RE: [PATCH v6 1/2] dma-contiguous: provide the ability to reserve per-numa CMA
From: Song Bao Hua (Barry Song)
Date: Fri Aug 21 2020 - 04:29:45 EST
> -----Original Message-----
> From: linux-kernel-owner@xxxxxxxxxxxxxxx
> [mailto:linux-kernel-owner@xxxxxxxxxxxxxxx] On Behalf Of Randy Dunlap
> Sent: Friday, August 21, 2020 2:50 PM
> To: Song Bao Hua (Barry Song) <song.bao.hua@xxxxxxxxxxxxx>; hch@xxxxxx;
> m.szyprowski@xxxxxxxxxxx; robin.murphy@xxxxxxx; will@xxxxxxxxxx;
> ganapatrao.kulkarni@xxxxxxxxxx; catalin.marinas@xxxxxxx
> Cc: iommu@xxxxxxxxxxxxxxxxxxxxxxxxxx; Linuxarm <linuxarm@xxxxxxxxxx>;
> linux-arm-kernel@xxxxxxxxxxxxxxxxxxx; linux-kernel@xxxxxxxxxxxxxxx;
> huangdaode <huangdaode@xxxxxxxxxx>; Jonathan Cameron
> <jonathan.cameron@xxxxxxxxxx>; Nicolas Saenz Julienne
> <nsaenzjulienne@xxxxxxx>; Steve Capper <steve.capper@xxxxxxx>; Andrew
> Morton <akpm@xxxxxxxxxxxxxxxxxxxx>; Mike Rapoport <rppt@xxxxxxxxxxxxx>
> Subject: Re: [PATCH v6 1/2] dma-contiguous: provide the ability to reserve
> per-numa CMA
>
> On 8/20/20 7:26 PM, Barry Song wrote:
> >
> >
> > Cc: Jonathan Cameron <Jonathan.Cameron@xxxxxxxxxx>
> > Cc: Christoph Hellwig <hch@xxxxxx>
> > Cc: Marek Szyprowski <m.szyprowski@xxxxxxxxxxx>
> > Cc: Will Deacon <will@xxxxxxxxxx>
> > Cc: Robin Murphy <robin.murphy@xxxxxxx>
> > Cc: Ganapatrao Kulkarni <ganapatrao.kulkarni@xxxxxxxxxx>
> > Cc: Catalin Marinas <catalin.marinas@xxxxxxx>
> > Cc: Nicolas Saenz Julienne <nsaenzjulienne@xxxxxxx>
> > Cc: Steve Capper <steve.capper@xxxxxxx>
> > Cc: Andrew Morton <akpm@xxxxxxxxxxxxxxxxxxxx>
> > Cc: Mike Rapoport <rppt@xxxxxxxxxxxxx>
> > Signed-off-by: Barry Song <song.bao.hua@xxxxxxxxxxxxx>
> > ---
> > v6: rebase on top of 5.9-rc1;
> > doc cleanup
> >
> > .../admin-guide/kernel-parameters.txt | 9 ++
> > include/linux/dma-contiguous.h | 6 ++
> > kernel/dma/Kconfig | 10 ++
> > kernel/dma/contiguous.c | 100
> ++++++++++++++++--
> > 4 files changed, 115 insertions(+), 10 deletions(-)
> >
> > diff --git a/Documentation/admin-guide/kernel-parameters.txt
> b/Documentation/admin-guide/kernel-parameters.txt
> > index bdc1f33fd3d1..3f33b89aeab5 100644
> > --- a/Documentation/admin-guide/kernel-parameters.txt
> > +++ b/Documentation/admin-guide/kernel-parameters.txt
> > @@ -599,6 +599,15 @@
> > altogether.

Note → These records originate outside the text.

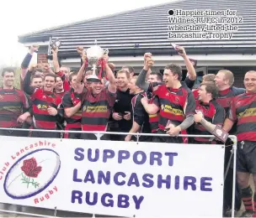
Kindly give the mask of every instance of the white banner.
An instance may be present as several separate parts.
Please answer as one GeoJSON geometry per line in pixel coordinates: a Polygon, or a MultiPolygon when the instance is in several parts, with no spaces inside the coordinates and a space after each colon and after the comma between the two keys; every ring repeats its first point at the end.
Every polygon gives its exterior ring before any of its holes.
{"type": "Polygon", "coordinates": [[[0,202],[128,217],[222,216],[221,145],[0,142],[0,202]]]}

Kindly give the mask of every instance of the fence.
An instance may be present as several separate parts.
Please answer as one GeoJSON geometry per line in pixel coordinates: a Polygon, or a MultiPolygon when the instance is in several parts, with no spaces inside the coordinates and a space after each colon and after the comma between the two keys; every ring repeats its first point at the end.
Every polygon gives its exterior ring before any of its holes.
{"type": "MultiPolygon", "coordinates": [[[[88,213],[93,217],[95,214],[125,217],[177,215],[184,208],[183,204],[186,208],[186,211],[182,211],[184,215],[186,213],[197,216],[222,215],[224,145],[170,145],[138,141],[139,136],[168,137],[167,134],[83,132],[94,133],[98,140],[0,137],[0,164],[3,164],[0,183],[3,183],[3,193],[5,193],[0,197],[0,202],[54,209],[53,216],[56,216],[60,210],[88,213]],[[103,134],[136,135],[137,142],[115,142],[113,144],[113,141],[101,141],[103,134]],[[222,160],[216,164],[216,157],[222,160]],[[31,166],[32,173],[29,170],[31,166]],[[88,171],[83,174],[84,169],[88,171]],[[95,179],[97,170],[98,179],[95,179]],[[128,174],[129,179],[125,181],[128,174]],[[202,211],[202,208],[205,210],[202,211]],[[207,214],[209,212],[212,214],[207,214]]],[[[233,154],[236,157],[237,138],[229,138],[235,142],[233,154]]],[[[236,158],[233,167],[236,169],[236,158]]],[[[235,181],[234,170],[232,217],[235,181]]],[[[0,211],[17,213],[10,210],[0,211]]]]}

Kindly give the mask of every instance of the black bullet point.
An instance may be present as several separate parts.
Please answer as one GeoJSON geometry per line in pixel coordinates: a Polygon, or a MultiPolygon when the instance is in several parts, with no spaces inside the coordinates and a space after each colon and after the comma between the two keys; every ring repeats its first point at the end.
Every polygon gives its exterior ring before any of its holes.
{"type": "Polygon", "coordinates": [[[174,11],[173,10],[169,10],[168,11],[168,14],[171,15],[171,16],[173,15],[174,14],[174,11]]]}

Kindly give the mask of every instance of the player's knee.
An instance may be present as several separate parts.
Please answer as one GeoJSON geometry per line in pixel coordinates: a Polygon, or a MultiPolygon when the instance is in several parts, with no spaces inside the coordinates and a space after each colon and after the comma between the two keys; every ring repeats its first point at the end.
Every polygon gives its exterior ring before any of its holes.
{"type": "Polygon", "coordinates": [[[248,183],[249,183],[249,175],[247,174],[240,174],[239,173],[237,173],[237,183],[238,185],[241,189],[245,189],[248,186],[248,183]]]}

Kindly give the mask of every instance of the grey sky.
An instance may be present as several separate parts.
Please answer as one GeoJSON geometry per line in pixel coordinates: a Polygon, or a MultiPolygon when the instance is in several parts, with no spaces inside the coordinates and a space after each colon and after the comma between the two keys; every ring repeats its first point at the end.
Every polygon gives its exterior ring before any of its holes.
{"type": "Polygon", "coordinates": [[[27,49],[18,35],[173,0],[6,0],[1,5],[0,65],[20,63],[27,49]]]}

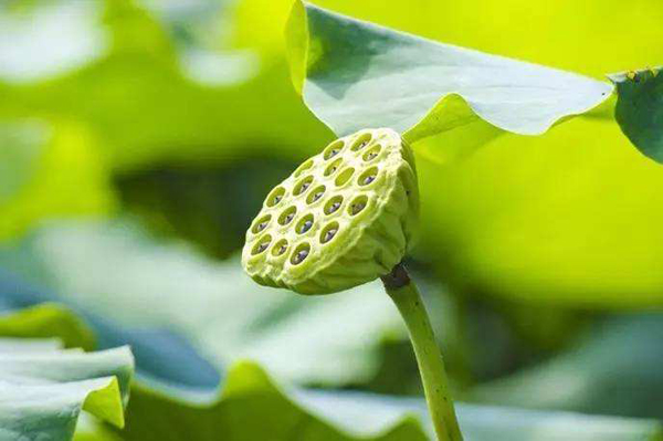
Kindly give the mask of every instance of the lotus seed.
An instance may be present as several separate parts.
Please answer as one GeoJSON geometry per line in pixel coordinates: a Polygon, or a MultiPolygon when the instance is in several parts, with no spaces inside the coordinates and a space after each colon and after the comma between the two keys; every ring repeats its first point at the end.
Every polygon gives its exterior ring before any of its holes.
{"type": "Polygon", "coordinates": [[[332,214],[334,211],[338,210],[339,207],[340,207],[340,202],[339,201],[332,202],[332,204],[327,209],[327,214],[332,214]]]}
{"type": "Polygon", "coordinates": [[[350,210],[351,210],[352,214],[357,214],[359,211],[364,210],[365,207],[366,207],[366,203],[364,203],[364,202],[355,202],[350,207],[350,210]]]}
{"type": "Polygon", "coordinates": [[[304,249],[304,250],[298,251],[297,254],[293,259],[293,263],[295,265],[298,263],[302,263],[302,261],[304,261],[304,259],[306,259],[307,255],[308,255],[308,250],[304,249]]]}
{"type": "Polygon", "coordinates": [[[307,219],[304,221],[304,223],[302,223],[302,225],[299,225],[299,234],[304,234],[306,231],[311,230],[311,227],[313,227],[313,221],[307,219]]]}
{"type": "Polygon", "coordinates": [[[337,230],[337,229],[335,229],[335,228],[333,228],[333,229],[330,229],[329,231],[327,231],[327,232],[325,233],[325,237],[323,238],[323,243],[327,243],[327,242],[329,242],[332,239],[334,239],[334,235],[336,235],[336,232],[337,232],[337,231],[338,231],[338,230],[337,230]]]}
{"type": "Polygon", "coordinates": [[[253,221],[242,254],[245,271],[261,284],[304,294],[343,291],[380,276],[400,262],[413,235],[419,199],[411,158],[396,132],[380,128],[339,138],[303,161],[253,221]],[[370,198],[361,191],[368,188],[370,198]],[[302,240],[314,233],[319,252],[302,240]]]}

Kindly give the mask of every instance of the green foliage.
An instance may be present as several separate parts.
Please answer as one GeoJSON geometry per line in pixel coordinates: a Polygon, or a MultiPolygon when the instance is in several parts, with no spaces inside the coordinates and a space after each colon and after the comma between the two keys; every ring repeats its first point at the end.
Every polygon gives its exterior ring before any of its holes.
{"type": "Polygon", "coordinates": [[[115,207],[92,134],[73,122],[0,125],[0,240],[49,217],[104,214],[115,207]]]}
{"type": "MultiPolygon", "coordinates": [[[[45,6],[34,9],[35,15],[48,13],[45,6]]],[[[97,135],[114,169],[160,160],[229,161],[274,145],[296,157],[329,136],[298,102],[283,65],[228,52],[222,72],[238,73],[224,84],[202,84],[181,69],[190,65],[188,52],[170,38],[170,23],[134,1],[74,3],[69,9],[71,15],[92,21],[88,27],[112,44],[55,77],[20,86],[3,84],[0,77],[0,117],[75,119],[97,135]]]]}
{"type": "Polygon", "coordinates": [[[338,135],[391,127],[415,143],[478,118],[538,135],[609,97],[607,83],[482,54],[296,2],[287,28],[295,88],[338,135]]]}
{"type": "Polygon", "coordinates": [[[663,393],[662,336],[660,315],[609,317],[564,354],[481,385],[470,395],[487,403],[661,419],[663,410],[652,403],[663,393]]]}
{"type": "MultiPolygon", "coordinates": [[[[52,336],[71,343],[81,330],[80,340],[87,338],[71,313],[51,306],[1,315],[0,335],[41,337],[53,323],[52,336]]],[[[61,349],[56,339],[0,338],[0,438],[72,439],[82,410],[123,427],[131,372],[126,347],[83,353],[61,349]]]]}
{"type": "Polygon", "coordinates": [[[663,161],[663,76],[648,69],[611,75],[617,84],[614,117],[644,155],[663,161]]]}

For more information, see
> > include/linux/dma-contiguous.h
> >
> > + pernuma_cma=nn[MG]
>
> memparse() allows any one of these suffixes: K, M, G, T, P, E
> and nothing in the option parsing function cares what suffix is used...
Hello Randy,
Thanks for your comments.
Actually I am following the suffix of default cma:
cma=nn[MG]@[start[MG][-end[MG]]]
[ARM,X86,KNL]
Sets the size of kernel global memory area for
contiguous memory allocations and optionally the
placement constraint by the physical address range of
memory allocations. A value of 0 disables CMA
altogether. For more information, see
include/linux/dma-contiguous.h
I suggest users should set the size in either MB or GB as they set cma.
>
> > + [ARM64,KNL]
> > + Sets the size of kernel per-numa memory area for
> > + contiguous memory allocations. A value of 0 disables
> > + per-numa CMA altogether. DMA users on node nid will
> > + first try to allocate buffer from the pernuma area
> > + which is located in node nid, if the allocation fails,
> > + they will fallback to the global default memory area.
> > +
> > cmo_free_hint= [PPC] Format: { yes | no }
> > Specify whether pages are marked as being inactive
> > when they are freed. This is used in CMO environments
>
> > diff --git a/kernel/dma/contiguous.c b/kernel/dma/contiguous.c
> > index cff7e60968b9..89b95f10e56d 100644
> > --- a/kernel/dma/contiguous.c
> > +++ b/kernel/dma/contiguous.c
> > @@ -69,6 +69,19 @@ static int __init early_cma(char *p)
> > }
> > early_param("cma", early_cma);
> >
> > +#ifdef CONFIG_DMA_PERNUMA_CMA
> > +
> > +static struct cma *dma_contiguous_pernuma_area[MAX_NUMNODES];
> > +static phys_addr_t pernuma_size_bytes __initdata;
>
> why phys_addr_t? couldn't it just be unsigned long long?
>
Mainly because of following the programming habit in kernel/dma/contiguous.c:
I think the original code probably meant the size should not be larger than the MAXIMUM
value of phys_addr_t:
/*
* Default global CMA area size can be defined in kernel's .config.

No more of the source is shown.